President Trump has nominated Rep. Jim Bridenstine (R-OK) to lead NASA. Bridenstine had been lobbying for the job since the days of Trump's transition team.
Here are five things you need to know about Bridenstine.
1. Bridenstine has a 97% Liberty Score rating on Conservative Review. This means that if Bridenstine is confirmed, a staunch conservative would be leading NASA.
2. Bridenstine doesn't really have a background in science. Bridenstine studied economics, business and psychology at Rice University and was involved in Navy aviation. Before he was elected to Congress, he was serving as the Tulsa Air and Space Museum's executive director; he has conducted business in aerospace and defense contracting. However, Bridenstine was endorsed by the Commercial Spaceflight Federation for being "well versed on the broad spectrum on civil, commercial, military space."
3. Bridenstine is not a believer in man-made climate change. Bridenstine said the following on the floor of the House of Representatives in 2013: (H/T: USA Today)
Mr. Speaker, global temperatures stopped rising 10 years ago. Global temperature changes, when they exist, correlate with Sun output and ocean cycles. During the Medieval Warm Period from 800 to 1300 A.D. —long before cars, power plants, or the Industrial Revolution—temperatures were warmer than today. During the Little Ice Age from 1300 to 1900 A.D., temperatures were cooler. Neither of these periods were caused by any human activity. Even climate change alarmists admit that the number of hurricanes hitting the U.S. and the number of tornado touchdowns have been on a slow decline for over 100 years. But here's what we absolutely know. We know that Oklahoma will have tornadoes when the cold jet stream meets the warm gulf air. And we also know that this President spends 30 times as much money on global warming research as he does on weather forecasting and warning. For this gross misallocation, the people of Oklahoma are ready to accept the President's apology, and I intend to submit legislation to fix this.

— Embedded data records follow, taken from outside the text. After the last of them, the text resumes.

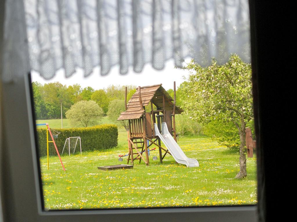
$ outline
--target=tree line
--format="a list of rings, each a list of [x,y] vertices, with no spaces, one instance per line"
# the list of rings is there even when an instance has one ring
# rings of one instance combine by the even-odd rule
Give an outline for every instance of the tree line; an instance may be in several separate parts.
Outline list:
[[[71,106],[82,100],[95,101],[106,115],[110,102],[115,99],[125,99],[125,88],[127,87],[128,99],[136,91],[136,86],[110,85],[106,88],[95,90],[90,86],[83,88],[78,84],[67,86],[59,82],[42,84],[32,83],[33,96],[37,119],[60,119]]]

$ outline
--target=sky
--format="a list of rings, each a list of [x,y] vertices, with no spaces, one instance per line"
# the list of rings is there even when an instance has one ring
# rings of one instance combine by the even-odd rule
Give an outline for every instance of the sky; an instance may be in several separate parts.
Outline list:
[[[186,59],[187,62],[189,59]],[[162,83],[162,86],[166,90],[173,89],[173,82],[176,81],[177,88],[185,81],[189,72],[188,70],[174,68],[173,60],[168,61],[165,64],[164,69],[157,70],[153,69],[150,64],[145,66],[142,72],[135,73],[132,67],[125,75],[119,74],[118,66],[113,67],[110,73],[106,76],[102,76],[99,73],[99,68],[95,67],[93,73],[89,77],[85,78],[82,70],[78,68],[77,72],[72,76],[67,78],[65,77],[64,71],[60,70],[57,72],[55,77],[49,80],[45,79],[39,73],[32,71],[31,76],[33,81],[37,81],[42,84],[58,81],[67,86],[78,83],[83,88],[91,86],[95,90],[106,88],[110,85],[133,85],[138,86],[143,86]]]

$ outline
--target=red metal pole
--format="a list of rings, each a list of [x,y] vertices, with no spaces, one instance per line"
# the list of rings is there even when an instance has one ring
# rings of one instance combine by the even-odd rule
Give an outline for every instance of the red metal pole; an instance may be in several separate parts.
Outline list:
[[[53,134],[52,134],[52,132],[50,131],[50,127],[48,126],[48,125],[47,125],[47,127],[48,127],[48,131],[50,132],[50,137],[52,138],[52,139],[53,140],[53,142],[54,144],[54,145],[55,146],[55,148],[56,148],[56,151],[57,151],[57,153],[58,154],[58,156],[59,157],[59,159],[60,159],[60,161],[61,162],[61,164],[62,164],[62,166],[63,168],[63,169],[64,171],[65,171],[65,168],[64,167],[64,165],[63,165],[63,163],[62,162],[62,160],[61,159],[61,157],[60,156],[60,154],[59,153],[59,151],[58,151],[58,148],[57,148],[57,146],[56,144],[56,143],[55,142],[55,140],[54,139],[54,138],[53,136]]]

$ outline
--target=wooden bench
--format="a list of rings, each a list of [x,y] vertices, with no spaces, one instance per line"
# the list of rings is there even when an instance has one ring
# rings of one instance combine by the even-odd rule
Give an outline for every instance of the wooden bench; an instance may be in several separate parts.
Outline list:
[[[255,140],[253,140],[252,135],[251,128],[245,128],[245,142],[247,144],[247,149],[248,157],[253,157],[253,150],[256,148]]]

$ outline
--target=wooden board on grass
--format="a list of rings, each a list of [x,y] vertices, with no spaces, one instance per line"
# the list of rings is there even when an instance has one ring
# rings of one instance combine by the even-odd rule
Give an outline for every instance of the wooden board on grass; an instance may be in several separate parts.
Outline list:
[[[111,166],[104,166],[102,167],[98,167],[98,169],[103,170],[111,170],[119,169],[132,169],[133,168],[132,165],[127,164],[118,164],[112,165]]]

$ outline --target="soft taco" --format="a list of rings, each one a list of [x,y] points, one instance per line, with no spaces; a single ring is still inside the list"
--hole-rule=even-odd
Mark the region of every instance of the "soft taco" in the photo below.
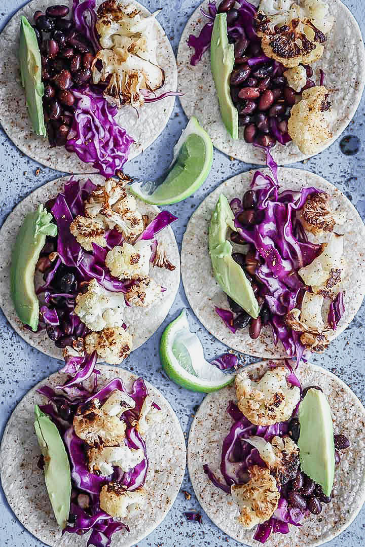
[[[246,545],[325,543],[365,501],[364,423],[363,405],[331,373],[250,365],[195,414],[188,465],[196,497]]]
[[[126,371],[99,368],[96,383],[71,390],[60,373],[36,386],[3,437],[8,501],[54,547],[135,545],[165,518],[184,476],[185,440],[165,397]]]
[[[177,62],[187,115],[219,150],[254,164],[265,163],[257,144],[273,146],[279,165],[324,150],[351,121],[365,85],[361,33],[339,0],[205,2]]]
[[[0,35],[0,123],[16,146],[58,171],[106,177],[149,147],[176,94],[159,11],[33,0],[18,11]]]
[[[184,236],[182,280],[194,313],[222,342],[299,361],[325,351],[361,305],[365,227],[324,179],[270,165],[201,203]]]
[[[126,182],[53,181],[2,227],[1,307],[16,332],[47,355],[96,350],[99,359],[119,364],[173,302],[179,257],[169,225],[176,217],[136,200]]]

Given that NASA has been involved in politicizing and fudging data figures with regard to climate change, Bridenstine would help clean NASA from politicization and lead it back toward science.
4. Bridenstine believes that America should use the moon as a station to refuel spacecraft. Mark Whittington of The Hill has argued that Bridenstine would be an excellent choice to lead NASA partly because of his idea of using the moon as a refueling station. Bridenstine has argued that water ice on the moon should be used as a fuel source since it can be molded into liquid hydrogen and oxygen that can be used for spacecraft. Not only would the moon become a refueling station for NASA's Journey to Mars initiative, it could also be used to lower the cost of living for Americans.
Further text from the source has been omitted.